A obsessão pelo planejamento em uma era de constante mudança gera o que o sociólogo Zygmunt Bauman chamou de “modernidade líquida”. Para Bauman, o mundo moderno é fluido e instável, e as instituições – assim como os indivíduos – que insistem em estratégias rígidas estão fadadas ao fracasso. “Nada é feito para durar” (Bauman, 2000), e a estratégia deve ser igualmente fluida, adaptando-se às transformações contínuas.

Outro exemplo claro da maldição da estratégia é o campo militar. Carl von Clausewitz, estrategista militar prussiano, afirmou que “nenhum plano sobrevive ao contato com o inimigo” (Clausewitz, 1832), e essa visão pode ser extrapolada para a política e para a sociedade em geral.
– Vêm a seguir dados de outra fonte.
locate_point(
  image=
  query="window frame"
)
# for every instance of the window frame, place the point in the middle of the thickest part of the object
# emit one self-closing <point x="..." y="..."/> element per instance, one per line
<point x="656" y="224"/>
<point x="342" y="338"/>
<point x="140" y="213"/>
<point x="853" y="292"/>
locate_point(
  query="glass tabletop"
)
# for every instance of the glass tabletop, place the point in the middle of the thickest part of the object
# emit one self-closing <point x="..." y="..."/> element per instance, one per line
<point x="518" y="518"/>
Um país que se agarra teimosamente a uma estratégia militar ou diplomática, mesmo diante de novos desafios globais, corre o risco de se isolar ou, pior, de provocar conflitos que poderiam ser evitados. A guerra é um dos exemplos mais brutais de como a estratégia inflexível pode ter consequências devastadoras.

Portanto, superar a maldição da estratégia não significa abandonar o planejamento ou a visão de longo prazo, mas entender que a verdadeira sabedoria reside na capacidade de adaptação. O filósofo francês Henri Bergson, com sua ênfase no “elan vital” (o impulso vital), nos lembra que a vida é movimento contínuo e imprevisível. A estratégia, se deve existir, precisa ser dinâmica, capaz de responder a novas circunstâncias e, mais importante, disposta a aprender com o inesperado.
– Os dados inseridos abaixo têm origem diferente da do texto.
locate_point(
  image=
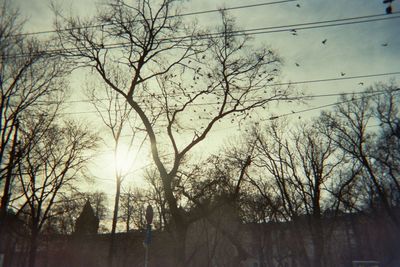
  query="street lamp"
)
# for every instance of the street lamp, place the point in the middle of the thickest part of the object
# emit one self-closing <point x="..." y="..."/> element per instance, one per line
<point x="147" y="240"/>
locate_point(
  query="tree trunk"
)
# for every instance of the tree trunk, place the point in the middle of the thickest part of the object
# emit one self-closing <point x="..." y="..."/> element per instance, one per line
<point x="7" y="185"/>
<point x="32" y="248"/>
<point x="180" y="244"/>
<point x="114" y="224"/>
Em última análise, a maldição da estratégia nos ensina que o maior desafio não é apenas criar um plano, mas saber quando mudá-lo e, acima de tudo, manter o senso de realidade. Como disse o filósofo Heráclito, “nada é permanente, exceto a mudança” (Heráclito, 500 a.C.). A estratégia, portanto, deve ser uma bússola flexível, guiando-nos com firmeza, mas sempre deixando espaço para recalcular a rota quando o inesperado, inevitavelmente, ocorrer.